Eye tracking technology

Eye tracking technology enables individuals who are severely paralyzed or suffer from repetitive strain injury or carpal tunnel to control their computer hands-free using their eye movements. Eye tools bar allows users to execute mouse functions including left & right click, double click, drag, and zoom.

Speech input

Speech input is an option for speaking individuals with disabilities. Speech recognition systems allow users to operate computers by speaking words and letters. Although some systems recognize limited commands from any clear voice, the most effective systems are "trained" to recognize the individual speech pattern of one specific user. Users can communicate using speech recognition software to type, surf the web, send email, control their environmental system, play games, and more.

Head gear

Head gear allows for a head mounted mouse which replaces the standard computer mouse (PC or Mac) for people who cannot use or have limited use of their hands when controlling a mouse or augmentative communication device. The head gear translates natural movements of a user’s head into direct proportional movements of the mouse pointer. The head gear has a wireless optical sensor which tracks a tiny disposable target that is conveniently placed on the user’s forehead, glasses, hat, etc. It works just like a computer mouse, with the mouse pointer being moved by the motion of the user’s head.

The head gear will track the user’s head with the user located in any comfortable viewing position relative to the computer display. Resolution of the head gear is precise to allow a user to control the mouse pointer down to the minimum, pixel perfect, resolution of the computer display. This precision allows a user to perform such tasks as drawing, gaming, graphics work and Computer Aided Design (CAD).

On-screen keyboard

When head gear is used with an on-screen keyboard, the combination provides head-controlled access to all the full range of functions for both keyboard and mouse, and to thousands of personal computer functions including surfing the Internet.

An array of possible head gear mounts are available for notebook computers, flat panel displays and Alternative and Augmentative Communication (AAC) devices.

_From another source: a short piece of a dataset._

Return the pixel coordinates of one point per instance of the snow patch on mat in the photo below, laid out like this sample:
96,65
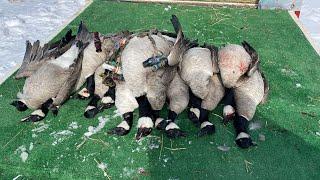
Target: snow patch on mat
60,136
30,20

High-resolution intelligent camera

A high-resolution intelligent camera makes for a smooth, reliable, robust, accurate and easy to mount and use electronic pointer. The camera tracks a small dot that you can place on your forehead, glasses, or the rim of a hat. This technology is not meant for the gaming market, it is an assistive technology tool designed exclusively for people with limited use of their hands.

Used by people with Amyotrophic Lateral Sclerosis (ALS), spinal cord injuries, Muscular Dystrophy (MD), and other special needs. The intelligent camera was designed to complement the natural head motion you already perform when looking around. Moving your head less than a quarter inch easily maneuvers the cursor throughout your entire screen. Camera navigation gives you full computer control and comes with everything you need to command your computer using only your head motion without the need for hands.

Joystick

An advanced joystick operated USB mouse is controlled with your mouth, cheek, chin, or tongue to shift the mouse cursor wherever you want. The further you move the joystick, the quicker the cursor moves. You can perform right-click, left-click and double-click actions with the sip and puff switches built into the unit. The unit requires slight action, for cursor response, which is fast, smooth, and fully accurate. Works excellent for drawing and playing games.

Morse code input

Morse code input supports user-selectable versions of Morse Code text input with Dual-tone audio via the sip-and-puff controller. In Morse code input, users activate two switches (e.g., a sip-and-puff switch or two head switches) to generate the dots and dashes. Adaptive hardware and software translate Morse Code into the corresponding keyboard characters or commands on the computer.